(8 years, 4 months ago)
Commons ChamberThe decision to invade Iraq was the most disastrous foreign policy decision taken by this country in my lifetime. It did not cause, but it greatly contributed to, the extraordinary problems that have persisted in the middle east and the wider world ever since. I fear it will continue to have tragic consequences for some years to come.
First, we all owe a debt to Sir John Chilcot for producing what will undoubtedly be the most authoritative analysis of how on earth such an appalling blunder came to be made. I certainly have not had the chance to get much beyond the executive summary and just a little bit of the rest of it. It will take a long time before anybody in this House gets through the millions of words that have been produced. The lessons for the inquiry into the Iraq war will be of benefit in particular to specialists: those in the military, the intelligence service, the diplomatic corps and politicians—Ministers, shadow Ministers and those who hold the Government to account—for many years to come. It is too soon to follow up on his extremely formidable findings, which I am sure are correct, but there is a role for this House to begin to consider, as we are, its political aspect.
Sir John Chilcot has examined the formal records, meetings and processes. He analysed them to see what happened, but he is not a politician. The House of Commons and the Ministers involved are able to look at this with a slightly different eye. Why did people reach particular decisions? What is it that makes us want to reach those decisions? Where did it go wrong, in particular as far as the collective system of Cabinet Government is concerned, and the accountability, through Parliament, to the wider public? Because Sir John Chilcot is not a politician, I am not sure that he is able to answer on the wider perspective.
I would like to begin by agreeing with one point made by the hon. Member for Islington South and Finsbury (Emily Thornberry) and say how irrelevant it has been to try to turn all this into a witch hunt against celebrity individuals who were involved at the time. That is one of the great failures of political debate in our day. As far as the wider media and the world were concerned, the recent referendum debate was largely the Dave and Boris show. It is quite pointless to say, “Let’s persecute Tony Blair. He was in charge. Are we going to censure him? Is he going to be prosecuted as a war criminal?” and all the rest of it. That is also true for all the other individuals involved.

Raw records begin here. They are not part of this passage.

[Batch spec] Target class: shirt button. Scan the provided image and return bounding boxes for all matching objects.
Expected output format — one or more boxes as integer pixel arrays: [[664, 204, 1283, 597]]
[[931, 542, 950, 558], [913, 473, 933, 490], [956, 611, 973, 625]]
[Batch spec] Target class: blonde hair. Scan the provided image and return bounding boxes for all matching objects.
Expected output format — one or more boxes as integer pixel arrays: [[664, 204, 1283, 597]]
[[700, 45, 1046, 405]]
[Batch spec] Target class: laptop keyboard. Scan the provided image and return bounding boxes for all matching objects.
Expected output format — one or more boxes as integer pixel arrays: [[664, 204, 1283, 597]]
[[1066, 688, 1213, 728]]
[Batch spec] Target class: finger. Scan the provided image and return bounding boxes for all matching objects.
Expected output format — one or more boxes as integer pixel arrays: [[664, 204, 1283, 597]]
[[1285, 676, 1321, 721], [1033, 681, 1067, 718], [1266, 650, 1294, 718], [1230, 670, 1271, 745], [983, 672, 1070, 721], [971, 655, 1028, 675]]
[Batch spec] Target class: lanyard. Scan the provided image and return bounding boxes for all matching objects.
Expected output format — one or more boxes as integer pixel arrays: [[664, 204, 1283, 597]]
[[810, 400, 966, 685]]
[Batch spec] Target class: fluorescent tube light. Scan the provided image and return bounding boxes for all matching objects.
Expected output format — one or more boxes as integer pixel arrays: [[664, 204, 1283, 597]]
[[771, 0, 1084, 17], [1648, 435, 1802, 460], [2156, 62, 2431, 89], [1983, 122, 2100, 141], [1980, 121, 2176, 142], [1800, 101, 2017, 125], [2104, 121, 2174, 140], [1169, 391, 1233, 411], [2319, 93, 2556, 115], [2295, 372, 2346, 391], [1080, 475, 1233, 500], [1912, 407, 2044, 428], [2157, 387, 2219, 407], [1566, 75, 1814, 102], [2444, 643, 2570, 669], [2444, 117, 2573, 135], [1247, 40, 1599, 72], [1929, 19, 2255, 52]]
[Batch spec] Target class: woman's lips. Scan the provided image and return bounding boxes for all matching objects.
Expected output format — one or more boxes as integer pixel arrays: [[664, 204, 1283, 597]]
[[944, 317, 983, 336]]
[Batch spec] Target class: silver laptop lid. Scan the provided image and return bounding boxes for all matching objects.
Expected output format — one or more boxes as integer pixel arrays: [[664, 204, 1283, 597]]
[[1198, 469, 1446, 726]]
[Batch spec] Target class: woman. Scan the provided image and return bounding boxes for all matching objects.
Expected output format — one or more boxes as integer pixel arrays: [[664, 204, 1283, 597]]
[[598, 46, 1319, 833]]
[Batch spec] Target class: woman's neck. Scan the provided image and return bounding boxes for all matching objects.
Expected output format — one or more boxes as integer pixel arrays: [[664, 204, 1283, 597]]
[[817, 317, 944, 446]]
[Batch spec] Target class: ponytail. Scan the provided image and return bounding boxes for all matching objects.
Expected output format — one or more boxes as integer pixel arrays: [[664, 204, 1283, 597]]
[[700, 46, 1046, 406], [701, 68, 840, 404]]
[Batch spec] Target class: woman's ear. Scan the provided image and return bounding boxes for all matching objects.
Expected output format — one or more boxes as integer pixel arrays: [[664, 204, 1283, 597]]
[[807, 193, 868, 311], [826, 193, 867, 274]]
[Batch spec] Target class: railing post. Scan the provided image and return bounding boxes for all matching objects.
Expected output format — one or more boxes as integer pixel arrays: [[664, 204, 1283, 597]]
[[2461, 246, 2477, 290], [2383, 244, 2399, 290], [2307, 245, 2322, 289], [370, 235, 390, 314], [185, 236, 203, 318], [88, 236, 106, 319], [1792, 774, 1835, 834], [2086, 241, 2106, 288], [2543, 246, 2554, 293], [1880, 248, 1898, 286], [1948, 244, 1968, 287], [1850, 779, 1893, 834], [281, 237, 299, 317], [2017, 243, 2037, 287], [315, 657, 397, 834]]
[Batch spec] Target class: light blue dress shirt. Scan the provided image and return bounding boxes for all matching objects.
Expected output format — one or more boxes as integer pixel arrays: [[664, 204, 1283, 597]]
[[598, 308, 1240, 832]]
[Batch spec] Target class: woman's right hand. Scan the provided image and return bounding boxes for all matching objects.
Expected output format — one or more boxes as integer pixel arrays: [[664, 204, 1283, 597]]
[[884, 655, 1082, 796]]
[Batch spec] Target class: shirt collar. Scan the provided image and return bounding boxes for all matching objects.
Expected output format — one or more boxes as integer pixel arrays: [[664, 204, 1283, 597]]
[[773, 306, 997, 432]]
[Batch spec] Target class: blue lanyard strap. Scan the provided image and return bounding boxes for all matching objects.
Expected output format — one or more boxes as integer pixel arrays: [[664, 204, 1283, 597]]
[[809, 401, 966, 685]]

The one thing the report makes quite clear is that nobody has committed any crime. As one who was present at the time, I have absolutely no doubt that anybody acted on any other basis than that they believed passionately they were acting in the public interest. One of the great things about Tony Blair was that he did believe passionately in what he was doing at the time. That was very evident on the Floor of the House. He never had a doubt about what he was doing, so I am not surprised that he continues to protest as strongly as he does. He has not changed his mind. He believed he was acting in the national interest in cementing our alliance with the Americans. He thought that was absolutely key to our security. He thought that a British contribution would help the Americans with planning, advocacy and so on. He firmly believed that just removing Saddam Hussein was a virtuous act that would make the world a better place—he still does.
Then, as now, regime change is the point on which he gets most passionate. He really thinks—he is probably right; I agree with him, actually—that he got rid of an evil regime. I agree with those who say that that was not in itself a totally adequate achievement. He certainly believed that the regime had weapons of mass destruction. I faced him in the House, intervening on him and so on. I remember one day thinking, “This is the last man still living who still believes they are going to find weapons of mass destruction in Iraq.” It was increasingly obvious to everyone else that no such material was going to be found. Pursuing Tony Blair is a complete irrelevance to what the House should be looking at.
I am grateful to the right hon. and learned Gentleman for giving way and agree with him on the dangers of focusing on just one person. We need to focus on that person, but we also need to focus on the system. However, I worry about the way in which the right hon. and learned Gentleman appears to be letting that one person off any real responsibility for misleading the House. We only have to read Chilcot to see, for example, how Blair misled the House about the position of the French. The motion Blair moved in the House stated that,
“it has not proved possible to secure a second Resolution in the UN because one Permanent Member of the Security Council made plain in public its intention to use its veto whatever the circumstances”.—[Official Report, 18 March 2003; Vol. 401, c. 760.]
Yet within a few minutes, even before Prime Minister’s questions, the French were on the phone to Tony Blair saying, “You are deliberately misrepresenting our position.” This happens time and again in the Chilcot report, so while we should not focus only on one man, let us not let him off the hook completely. That does not do any of us any good.
I certainly did not rise to defend Tony Blair, but he is not the first politician to make a mistake and he will not be the last. If the hon. Lady believes the French, she believes the French. The French were able to exercise a veto in the Security Council. It was a mistake at the time to try to blame the French entirely. They were never going to get a majority in the Security Council, but the French were adamantly—[Interruption.]